Decomposition couples task generation with verification design: for each subtask, VeriMAP's planner produces both the subtask instruction and a verification module, so each subtask arrives with its own definition of done. Two decomposition strategies dominate. Repository-level decomposition (SWE-agent, OpenDevin) treats the whole repo as the unit of analysis; it works well for monorepos but scales poorly past a few hundred thousand files. Standardized output coordination (MetaGPT, ChatDev) uses structured output schemas; it handles polyrepo cleanly but a wrong schema forces cascading plan revisions. Cosmos uses repository-level decomposition backed by the Context Engine, which is why it performs best on large, interconnected codebases.
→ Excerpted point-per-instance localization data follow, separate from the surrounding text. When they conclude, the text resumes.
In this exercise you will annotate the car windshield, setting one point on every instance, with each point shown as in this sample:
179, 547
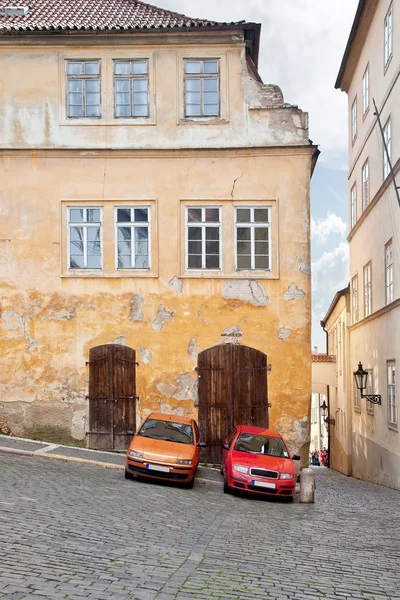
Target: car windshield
168, 431
261, 444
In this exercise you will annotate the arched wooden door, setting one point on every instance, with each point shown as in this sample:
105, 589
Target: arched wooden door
232, 391
112, 396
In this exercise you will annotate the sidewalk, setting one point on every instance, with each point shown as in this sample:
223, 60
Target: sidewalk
108, 460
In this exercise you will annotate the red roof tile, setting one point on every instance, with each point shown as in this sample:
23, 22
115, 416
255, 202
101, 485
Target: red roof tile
86, 15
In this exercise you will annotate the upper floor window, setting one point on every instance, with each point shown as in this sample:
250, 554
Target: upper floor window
133, 237
388, 36
354, 120
131, 84
203, 237
367, 290
389, 272
202, 88
252, 238
387, 154
365, 184
391, 380
353, 198
84, 238
354, 293
366, 90
83, 88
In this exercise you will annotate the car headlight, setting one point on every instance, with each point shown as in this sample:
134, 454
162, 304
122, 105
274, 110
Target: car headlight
135, 453
240, 469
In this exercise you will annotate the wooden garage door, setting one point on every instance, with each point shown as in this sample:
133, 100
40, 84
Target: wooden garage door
232, 391
112, 396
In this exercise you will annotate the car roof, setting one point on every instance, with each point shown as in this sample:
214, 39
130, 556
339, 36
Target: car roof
169, 417
259, 430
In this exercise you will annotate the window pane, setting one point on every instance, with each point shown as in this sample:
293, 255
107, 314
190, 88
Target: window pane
261, 215
74, 68
76, 215
192, 66
194, 214
243, 215
92, 68
141, 214
122, 68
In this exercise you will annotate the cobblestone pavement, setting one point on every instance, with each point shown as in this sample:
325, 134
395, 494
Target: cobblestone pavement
69, 530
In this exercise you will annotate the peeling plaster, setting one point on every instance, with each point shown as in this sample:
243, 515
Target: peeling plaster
146, 355
162, 317
176, 284
135, 313
246, 290
293, 293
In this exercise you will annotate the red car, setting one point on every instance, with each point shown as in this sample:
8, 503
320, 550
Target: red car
258, 460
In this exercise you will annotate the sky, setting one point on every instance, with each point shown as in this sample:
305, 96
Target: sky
302, 45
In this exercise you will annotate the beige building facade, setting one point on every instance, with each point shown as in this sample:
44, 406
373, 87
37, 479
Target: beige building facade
155, 196
370, 72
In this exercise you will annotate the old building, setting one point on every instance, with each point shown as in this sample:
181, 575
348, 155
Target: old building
369, 74
155, 209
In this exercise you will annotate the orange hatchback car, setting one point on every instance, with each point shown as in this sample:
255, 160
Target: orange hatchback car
165, 447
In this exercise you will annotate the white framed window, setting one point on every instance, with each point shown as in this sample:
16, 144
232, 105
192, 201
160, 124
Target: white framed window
252, 238
201, 87
84, 237
367, 290
83, 88
353, 203
365, 184
354, 297
391, 381
354, 120
369, 391
388, 36
203, 237
131, 88
389, 272
387, 155
132, 234
366, 90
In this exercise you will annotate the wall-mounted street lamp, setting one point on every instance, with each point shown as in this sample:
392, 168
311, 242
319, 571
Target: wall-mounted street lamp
361, 378
324, 413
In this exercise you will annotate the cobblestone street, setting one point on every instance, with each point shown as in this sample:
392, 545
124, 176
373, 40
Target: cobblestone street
74, 531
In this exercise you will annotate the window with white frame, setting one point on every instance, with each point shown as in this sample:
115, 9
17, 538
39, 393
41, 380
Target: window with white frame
367, 290
387, 154
365, 184
201, 88
392, 405
369, 392
203, 237
366, 90
353, 202
388, 36
354, 120
354, 295
83, 88
132, 237
84, 238
389, 272
131, 83
252, 241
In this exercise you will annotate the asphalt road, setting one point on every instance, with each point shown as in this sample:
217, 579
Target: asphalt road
69, 530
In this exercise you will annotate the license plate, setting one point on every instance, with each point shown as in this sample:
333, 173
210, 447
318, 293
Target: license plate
270, 486
157, 468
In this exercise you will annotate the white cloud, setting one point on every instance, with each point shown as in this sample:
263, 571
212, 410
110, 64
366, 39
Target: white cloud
322, 228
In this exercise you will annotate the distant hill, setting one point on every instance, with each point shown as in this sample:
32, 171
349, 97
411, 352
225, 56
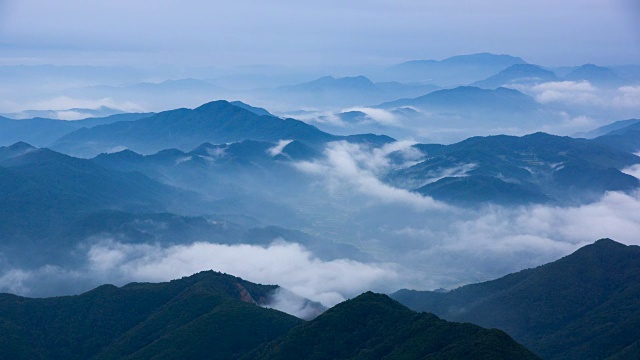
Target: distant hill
583, 306
207, 315
43, 131
516, 170
603, 130
453, 71
215, 122
518, 74
346, 92
597, 75
626, 138
65, 114
469, 98
373, 326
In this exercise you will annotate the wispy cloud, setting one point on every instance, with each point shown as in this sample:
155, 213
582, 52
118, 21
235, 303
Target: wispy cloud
354, 167
289, 265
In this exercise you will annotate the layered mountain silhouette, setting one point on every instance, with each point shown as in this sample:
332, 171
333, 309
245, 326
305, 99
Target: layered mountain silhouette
596, 75
625, 138
456, 70
44, 131
515, 170
347, 91
518, 74
470, 98
373, 326
43, 192
216, 316
216, 122
606, 129
205, 316
583, 306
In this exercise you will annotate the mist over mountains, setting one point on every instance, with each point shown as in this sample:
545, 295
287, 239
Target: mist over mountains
422, 175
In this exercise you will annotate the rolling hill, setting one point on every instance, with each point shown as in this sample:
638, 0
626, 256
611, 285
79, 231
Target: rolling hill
373, 326
517, 170
207, 315
583, 306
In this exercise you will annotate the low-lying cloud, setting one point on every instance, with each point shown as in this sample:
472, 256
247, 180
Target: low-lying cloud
356, 168
289, 265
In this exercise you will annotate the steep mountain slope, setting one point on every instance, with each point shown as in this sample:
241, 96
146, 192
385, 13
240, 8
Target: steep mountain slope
583, 306
344, 92
207, 315
518, 74
215, 122
596, 75
372, 326
516, 170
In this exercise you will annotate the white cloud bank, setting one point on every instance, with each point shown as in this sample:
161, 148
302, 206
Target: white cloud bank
286, 264
356, 168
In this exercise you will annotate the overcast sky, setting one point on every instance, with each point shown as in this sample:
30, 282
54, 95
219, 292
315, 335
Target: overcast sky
295, 32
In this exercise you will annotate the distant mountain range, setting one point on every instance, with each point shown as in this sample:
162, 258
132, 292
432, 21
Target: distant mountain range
453, 71
518, 74
606, 129
216, 122
470, 99
44, 131
347, 92
213, 315
583, 306
43, 192
535, 168
626, 138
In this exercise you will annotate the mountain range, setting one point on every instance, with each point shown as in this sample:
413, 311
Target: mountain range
329, 91
518, 74
44, 131
217, 316
583, 306
453, 71
216, 122
535, 168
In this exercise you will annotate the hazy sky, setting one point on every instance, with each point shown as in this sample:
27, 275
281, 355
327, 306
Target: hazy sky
294, 32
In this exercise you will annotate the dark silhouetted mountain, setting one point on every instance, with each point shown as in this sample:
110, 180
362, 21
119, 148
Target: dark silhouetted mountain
469, 98
253, 109
482, 189
207, 315
456, 70
518, 74
583, 306
516, 170
603, 130
596, 75
174, 87
625, 139
184, 129
252, 178
42, 132
373, 326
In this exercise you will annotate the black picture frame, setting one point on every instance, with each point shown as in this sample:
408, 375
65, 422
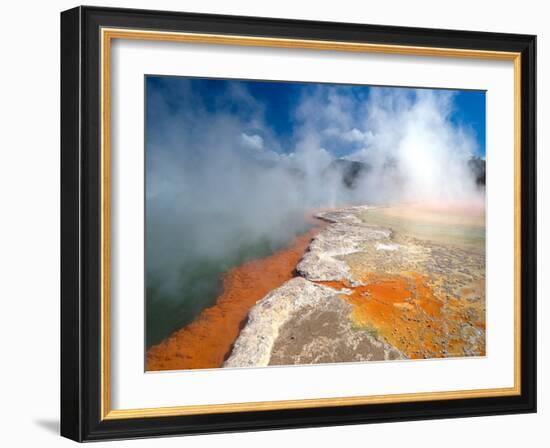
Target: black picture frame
81, 224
VeriMAP gates execution on verification: the Coordinator cannot proceed to dependent subtasks until upstream verification succeeds, preventing unverified parents from poisoning children. For context assembly, VeriMAP uses a pull model where the Coordinator merges structured outputs into a dictionary and provides it as context to each child Executor. Pull keeps contexts small but requires the Coordinator to anticipate what each child needs; push (forwarding full history) avoids that burden but produces "lost in the middle" effects. Google's write-up on multi-agent framework design discusses context management at a production level.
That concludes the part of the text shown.